8.1.2.7. sklearn.cluster.spectral_clustering¶
- sklearn.cluster.spectral_clustering(affinity, k=8, n_components=None, mode=None, random_state=None, n_init=10)¶
Apply k-means to a projection to the normalized laplacian
In practice Spectral Clustering is very useful when the structure of the individual clusters is highly non-convex or more generally when a measure of the center and spread of the cluster is not a suitable description of the complete cluster. For instance when clusters are nested circles on the 2D plan.
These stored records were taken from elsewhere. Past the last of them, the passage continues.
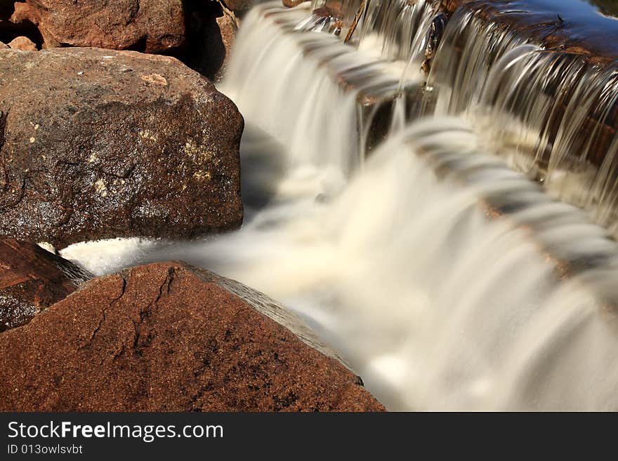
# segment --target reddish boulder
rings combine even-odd
[[[0,332],[27,323],[92,276],[34,243],[0,240]]]
[[[182,0],[26,0],[12,20],[38,25],[44,46],[164,53],[185,41]]]
[[[383,410],[295,315],[181,262],[94,279],[0,335],[0,410]]]
[[[8,48],[23,51],[36,51],[37,45],[28,37],[18,36],[8,42]]]
[[[173,58],[0,50],[0,236],[63,248],[237,227],[242,129]]]

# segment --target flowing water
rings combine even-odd
[[[360,1],[338,24],[312,13],[324,2],[244,18],[221,88],[247,122],[241,229],[63,255],[97,274],[180,259],[257,288],[391,410],[618,408],[618,246],[593,221],[614,221],[618,142],[582,160],[612,123],[611,66],[472,9],[442,34],[432,2],[362,3],[346,44]]]

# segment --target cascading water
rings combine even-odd
[[[180,259],[263,291],[391,410],[618,408],[618,246],[509,168],[557,184],[568,126],[599,98],[611,103],[611,74],[464,8],[424,87],[423,48],[440,12],[369,1],[344,45],[362,3],[350,2],[338,34],[303,6],[267,4],[244,18],[223,88],[247,121],[242,229],[63,255],[99,274]],[[581,83],[590,79],[605,83]],[[562,108],[547,94],[564,94]],[[405,107],[413,95],[422,110]],[[395,123],[365,160],[381,102],[393,98],[400,121],[434,115]],[[613,168],[600,170],[604,190]]]

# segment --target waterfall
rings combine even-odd
[[[98,274],[183,260],[260,290],[390,410],[616,410],[615,72],[474,4],[445,15],[254,7],[221,88],[247,123],[243,227],[63,255]]]

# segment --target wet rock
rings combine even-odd
[[[14,50],[23,50],[24,51],[36,51],[37,45],[32,42],[29,38],[25,36],[18,36],[13,39],[8,44],[8,47]]]
[[[15,4],[12,20],[37,25],[45,48],[164,53],[185,40],[182,0],[26,0]]]
[[[218,1],[185,6],[187,42],[182,60],[214,81],[223,79],[238,29],[238,18]]]
[[[92,276],[34,243],[0,240],[0,332],[27,323]]]
[[[0,236],[58,248],[240,225],[236,106],[173,58],[0,51]]]
[[[180,262],[95,279],[0,335],[0,410],[382,410],[302,321]]]
[[[223,4],[232,11],[237,12],[246,11],[254,6],[254,0],[223,0]]]

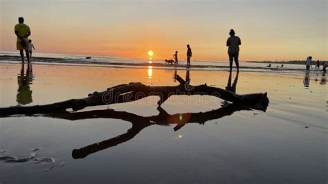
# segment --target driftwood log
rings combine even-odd
[[[257,106],[228,104],[218,109],[207,112],[176,113],[173,115],[168,114],[161,107],[158,107],[157,109],[159,111],[158,115],[148,117],[140,116],[125,111],[116,111],[112,109],[93,110],[76,113],[67,111],[57,112],[46,114],[45,116],[73,121],[95,118],[118,119],[130,122],[132,124],[132,127],[128,129],[125,134],[80,149],[74,149],[72,151],[72,157],[75,159],[78,159],[85,158],[89,154],[129,141],[134,138],[143,129],[151,125],[158,125],[165,126],[176,124],[174,127],[174,130],[178,131],[186,124],[198,123],[203,125],[207,121],[230,116],[236,111],[251,111],[253,109],[265,111],[266,110],[266,106],[262,107],[262,109],[257,109]]]
[[[185,81],[179,75],[176,75],[176,80],[180,84],[174,86],[149,86],[140,82],[131,82],[129,84],[109,88],[103,92],[95,91],[82,99],[71,99],[45,105],[0,108],[0,116],[50,113],[71,108],[77,111],[86,107],[128,102],[152,95],[160,97],[158,102],[159,107],[173,95],[212,95],[233,103],[256,104],[259,109],[268,104],[266,93],[238,95],[220,88],[208,86],[206,84],[199,86],[190,85],[190,81]]]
If affinity is the adjacency matrix of a graph, this method can be used to find normalized graph cuts.
Parameters : affinity: array-like or sparse matrix, shape: (n_samples, n_samples) :
The affinity matrix describing the relationship of the samples to embed. Must be symetric.
- Possible examples:
- adjacency matrix of a graph,
- heat kernel of the pairwise distance matrix of the samples,
- symmetic k-nearest neighbours connectivity matrix of the samples.
k: integer, optional :
Number of clusters to extract.
n_components: integer, optional, default is k :
Number of eigen vectors to use for the spectral embedding
mode: {None, ‘arpack’ or ‘amg’} :
The eigenvalue decomposition strategy to use. AMG requires pyamg to be installed. It can be faster on very large, sparse problems, but may also lead to instabilities
random_state: int seed, RandomState instance, or None (default) :
A pseudo random number generator used for the initialization of the lobpcg eigen vectors decomposition when mode == ‘amg’ and by the K-Means initialization.
n_init: int, optional, default: 10 :
Number of time the k-means algorithm will be run with different centroid seeds. The final results will be the best output of n_init consecutive runs in terms of inertia.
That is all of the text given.